I got talking to a girl who I already sort of knew from second year, when we both took part in a demonstration in London. We got on but never took the chance to make friends properly - maybe this is our chance! I'm heading to a campus bar tonight and will hopefully meet her there.

What all of this comes down to is a fresh start; I can't wait to begin with proper academia, away from the trivial issues that I encountered as an undergraduate. This is all about a personal academic experience now; I will be able to lead my own education, and I feel that I'm finally in the adult world. Being an undergraduate was fun, but it was a lot like an extension of A levels, there was no hint of the real world in those 4 years (not including my teaching post in France). I will be taken seriously as an academic now, I hope. I have chosen this MA over heading up the career ladder - not to get extra time as a student, but to learn and to fulfill something inside me which is demanding more knowledge. I want to spend this year thinking and working and trying to understand what myself and others think.

Wednesday 7 October 2009

The Dales Way

And so I have returned to York after a 5 day trek across the Yorkshire Dales.


I really did think that this would be an easy stroll across a few Dales; up a few hills, maybe the odd marshy terrain, down a few pleasant valleys...84 miles didn't seem like a lot, and I was expecting a 17 mile daily average to leave plenty of time for leisurely picnics, exploring woodland and lengthy evenings in pubs.

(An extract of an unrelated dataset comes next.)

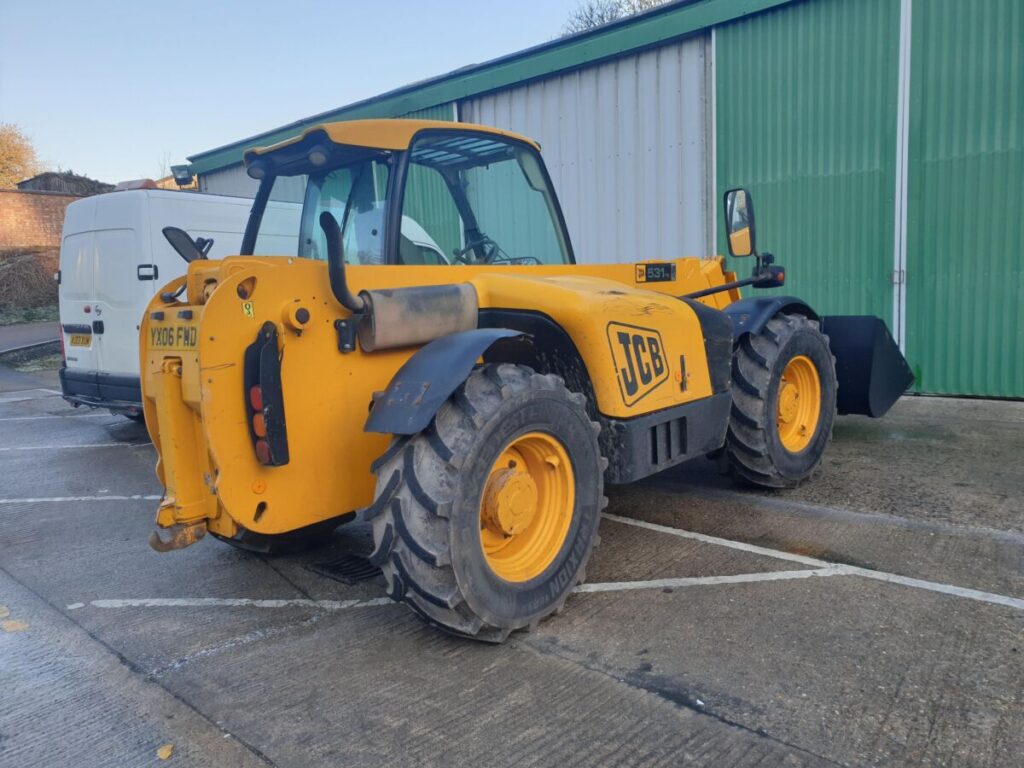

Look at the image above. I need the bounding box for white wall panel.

Actually, I have never done anything so difficult in my life. Not even scrambling Goredale Scar comes close. I wasn't aware of the physical challenge that 5 days non-stop walking (because it was actually non-stop from 8:30am to 7pm) would bring - blissfully unaware, I must say! 10 hours of walking with a 10 minute stop by the M6 for a bread roll had me in tears - not that you could see them for the rain washing down my face. We had blisters from day 1, and made it through 5 packs of blister plasters (that's £25 worth of plasters!). We faces winds that came scarily close to blowing us down scars and into rivers, bringing relentless rain that soaked our feet, face, hands. Agony with every step meant evenings were spent rubbing muscle balsam into our tired limbs, streching, taking painkillers and showering to fight the chills. We waited as long as we could manage to digest our meals, then fell into bed to await the 6:30 call for more stretching and quick-fix foot operations with a pen knife the next day.

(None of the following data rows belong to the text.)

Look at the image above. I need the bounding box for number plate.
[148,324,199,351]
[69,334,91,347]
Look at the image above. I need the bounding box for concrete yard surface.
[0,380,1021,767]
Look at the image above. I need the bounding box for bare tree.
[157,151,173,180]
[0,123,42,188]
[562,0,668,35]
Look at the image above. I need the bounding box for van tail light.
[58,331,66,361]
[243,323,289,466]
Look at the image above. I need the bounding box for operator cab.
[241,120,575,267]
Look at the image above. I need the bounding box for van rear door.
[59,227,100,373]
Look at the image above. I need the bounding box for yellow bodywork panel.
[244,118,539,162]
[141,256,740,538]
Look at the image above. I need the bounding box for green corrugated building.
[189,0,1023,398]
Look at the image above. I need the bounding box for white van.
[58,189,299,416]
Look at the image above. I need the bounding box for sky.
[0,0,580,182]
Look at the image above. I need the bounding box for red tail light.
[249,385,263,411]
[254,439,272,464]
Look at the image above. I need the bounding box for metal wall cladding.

Sounds miserable, doesn't it?

Yes, at times I suppose it was miserable. But not miserable enough to loose sight of the incredible landscapes, the fresh air, the harsh weather, the autumn colours, the wildlife and the distance from this world. On most days we hardly saw a car or another person for hours at a time. We were left with the changing scenery - watching valleys becoming hills becoming dales becoming mountains, and the fantastic colours that October has brought. 2 days back in the real world and I am longing for the space around me and ahead of me. Although painful, the physical turmoil that we put our bodies through was amazing; I could feel myself getting stronger and fitter, and walking has never felt so easy. With every painful step I could appreciate the power of my body, putting it through so much and yet it didn't give up or even falter - it was finally doing what it was really built to do.

I can't really continue to put all of this into words - I will be typing all night. What the Dales Way brought to me is something that I probably couldn't ever find the right words to describe. The biggest challenge I've ever encountered, and possibly the best learning experience I've known in 22 years. The closest I've come to thinking I couldn't do something, at one point (only one point) the only time I've considered giving up and going home.

Mum asked me whether I'd do it again. I would for definite!